Theory:

The methods to solve the problems for compound variation are:
  • Proportion method
  • Multiplicative factor method
  • Formula method
 
1. Proportion method:
 
In this method, from the given data, determine whether they are in direct or inverse proportion.
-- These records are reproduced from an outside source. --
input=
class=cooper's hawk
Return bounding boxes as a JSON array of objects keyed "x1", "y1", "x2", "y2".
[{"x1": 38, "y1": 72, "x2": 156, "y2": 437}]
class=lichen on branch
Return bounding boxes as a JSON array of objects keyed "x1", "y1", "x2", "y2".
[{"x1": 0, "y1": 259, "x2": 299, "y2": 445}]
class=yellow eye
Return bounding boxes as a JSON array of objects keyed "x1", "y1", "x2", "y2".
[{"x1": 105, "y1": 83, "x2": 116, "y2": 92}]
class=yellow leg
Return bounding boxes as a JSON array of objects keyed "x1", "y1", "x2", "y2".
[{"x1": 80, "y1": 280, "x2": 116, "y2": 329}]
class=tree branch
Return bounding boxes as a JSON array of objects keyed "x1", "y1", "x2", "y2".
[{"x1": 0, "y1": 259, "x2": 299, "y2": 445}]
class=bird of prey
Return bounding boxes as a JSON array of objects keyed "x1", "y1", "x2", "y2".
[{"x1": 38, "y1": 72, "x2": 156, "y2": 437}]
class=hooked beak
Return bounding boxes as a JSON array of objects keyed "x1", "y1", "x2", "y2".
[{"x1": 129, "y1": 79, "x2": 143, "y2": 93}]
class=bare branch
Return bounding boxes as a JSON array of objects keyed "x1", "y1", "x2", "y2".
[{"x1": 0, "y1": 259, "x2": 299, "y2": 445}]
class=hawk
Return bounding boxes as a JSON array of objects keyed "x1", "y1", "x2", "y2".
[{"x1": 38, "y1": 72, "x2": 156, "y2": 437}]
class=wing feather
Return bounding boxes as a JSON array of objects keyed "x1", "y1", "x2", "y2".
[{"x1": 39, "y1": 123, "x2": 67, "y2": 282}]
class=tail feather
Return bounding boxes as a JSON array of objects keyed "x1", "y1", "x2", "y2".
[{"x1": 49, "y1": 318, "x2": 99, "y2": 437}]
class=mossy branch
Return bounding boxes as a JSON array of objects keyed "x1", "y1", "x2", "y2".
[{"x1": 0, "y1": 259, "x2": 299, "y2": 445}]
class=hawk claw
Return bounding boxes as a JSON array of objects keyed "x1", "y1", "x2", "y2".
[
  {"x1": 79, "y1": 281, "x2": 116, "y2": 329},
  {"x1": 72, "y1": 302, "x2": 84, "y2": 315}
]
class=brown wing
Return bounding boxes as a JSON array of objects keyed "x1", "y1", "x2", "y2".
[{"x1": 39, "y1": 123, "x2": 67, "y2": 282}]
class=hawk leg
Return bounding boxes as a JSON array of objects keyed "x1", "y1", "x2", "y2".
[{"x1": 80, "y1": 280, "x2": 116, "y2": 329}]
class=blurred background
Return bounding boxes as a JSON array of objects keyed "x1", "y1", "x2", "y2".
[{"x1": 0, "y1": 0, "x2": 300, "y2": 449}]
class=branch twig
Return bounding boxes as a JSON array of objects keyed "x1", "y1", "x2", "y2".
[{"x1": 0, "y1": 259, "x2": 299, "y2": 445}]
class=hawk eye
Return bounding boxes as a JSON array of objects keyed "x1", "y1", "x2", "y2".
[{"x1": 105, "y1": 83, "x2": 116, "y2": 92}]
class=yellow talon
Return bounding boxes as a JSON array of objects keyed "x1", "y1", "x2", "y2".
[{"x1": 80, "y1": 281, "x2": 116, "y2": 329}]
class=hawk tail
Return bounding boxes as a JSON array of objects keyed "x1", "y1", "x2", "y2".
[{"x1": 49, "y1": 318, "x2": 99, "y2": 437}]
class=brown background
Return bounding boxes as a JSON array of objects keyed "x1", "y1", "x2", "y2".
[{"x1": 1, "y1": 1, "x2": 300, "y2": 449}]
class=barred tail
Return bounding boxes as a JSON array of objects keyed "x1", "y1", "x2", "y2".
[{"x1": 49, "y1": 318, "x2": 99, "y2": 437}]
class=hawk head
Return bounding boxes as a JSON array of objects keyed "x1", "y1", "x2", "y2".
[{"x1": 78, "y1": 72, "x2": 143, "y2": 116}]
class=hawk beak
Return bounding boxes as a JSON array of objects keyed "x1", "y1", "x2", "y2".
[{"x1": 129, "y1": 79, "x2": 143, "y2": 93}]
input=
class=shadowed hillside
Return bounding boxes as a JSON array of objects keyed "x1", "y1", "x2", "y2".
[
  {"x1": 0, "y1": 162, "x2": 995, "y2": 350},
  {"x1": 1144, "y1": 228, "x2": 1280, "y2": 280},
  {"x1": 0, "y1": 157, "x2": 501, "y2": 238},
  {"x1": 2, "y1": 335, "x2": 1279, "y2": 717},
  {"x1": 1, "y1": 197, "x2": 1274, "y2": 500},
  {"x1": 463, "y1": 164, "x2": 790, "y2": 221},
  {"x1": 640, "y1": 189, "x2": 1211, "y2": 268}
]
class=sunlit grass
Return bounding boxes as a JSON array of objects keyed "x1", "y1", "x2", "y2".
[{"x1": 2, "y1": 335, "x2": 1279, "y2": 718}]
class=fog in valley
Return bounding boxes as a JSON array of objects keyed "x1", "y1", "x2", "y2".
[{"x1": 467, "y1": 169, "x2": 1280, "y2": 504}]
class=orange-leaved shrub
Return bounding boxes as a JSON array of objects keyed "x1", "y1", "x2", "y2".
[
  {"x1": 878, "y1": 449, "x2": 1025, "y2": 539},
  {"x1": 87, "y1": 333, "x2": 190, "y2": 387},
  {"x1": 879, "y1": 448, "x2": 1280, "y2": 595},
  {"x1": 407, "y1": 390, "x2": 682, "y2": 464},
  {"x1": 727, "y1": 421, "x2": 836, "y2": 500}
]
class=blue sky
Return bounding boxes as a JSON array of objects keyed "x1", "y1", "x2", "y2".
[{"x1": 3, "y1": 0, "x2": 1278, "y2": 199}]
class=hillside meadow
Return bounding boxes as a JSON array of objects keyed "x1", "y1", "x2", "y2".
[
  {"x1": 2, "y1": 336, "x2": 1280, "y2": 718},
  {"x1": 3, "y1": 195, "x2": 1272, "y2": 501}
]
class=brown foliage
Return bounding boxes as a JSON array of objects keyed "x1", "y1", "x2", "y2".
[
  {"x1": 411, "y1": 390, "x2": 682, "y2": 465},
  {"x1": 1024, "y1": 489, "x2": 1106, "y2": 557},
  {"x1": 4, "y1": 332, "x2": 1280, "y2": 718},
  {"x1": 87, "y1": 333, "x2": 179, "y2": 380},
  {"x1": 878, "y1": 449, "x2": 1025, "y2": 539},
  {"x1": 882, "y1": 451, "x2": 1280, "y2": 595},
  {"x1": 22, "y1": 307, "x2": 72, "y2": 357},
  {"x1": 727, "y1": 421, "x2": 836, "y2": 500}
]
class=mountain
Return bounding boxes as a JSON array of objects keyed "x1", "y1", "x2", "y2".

Then, the value of the unknown(\(x\)) can be determined using:
The product of the extremes \(=\) The product of the means
  
2. Multiplicative factor method:
 
Let us consider the table to understand how to solve the problem using the multiplicative factor method.
 
Quantity \(1\)Quantity \(2\)Quantity \(3\)
\(a\)\(b\)\(c\)
\(x\)\(d\)\(e\)
 
Here, the unknown quantity is \(x\).
 
Step 1: Compare the unknown value (Quantity \(1\)) with the known values (Quantity \(2\) and Quantity \(3\)).
 
Step 2: If Quantity \(1\) and Quantity \(2\) are in direct variation, then take the multiplying factor as \(\frac{d}{b}\)(take the reciprocal).
 
Step 3: If Quantity \(1\) and Quantity \(3\) are in inverse variation, then take the multiplying factor as \(\frac{c}{e}\)(no change).
 
Step 4: The value of the unknown \(x\) can be determined using \(x = a \times \frac{d}{b} \times \frac{c}{e}\).
 
 
3. Formula method:
 
From the given data, identify Persons(\(P\)), Days(\(D\)), Hours(\(H\)) and Work(\(W\)) and use the formula:
\(\frac{P_1 \times D_1 \times H_1}{W_1} = \frac{P_2 \times D_2 \times H_2}{W_2}\)
Here, the suffix \(1\) denotes the values from statement \(1\), whereas the suffix \(2\) denotes the values from statement \(2\).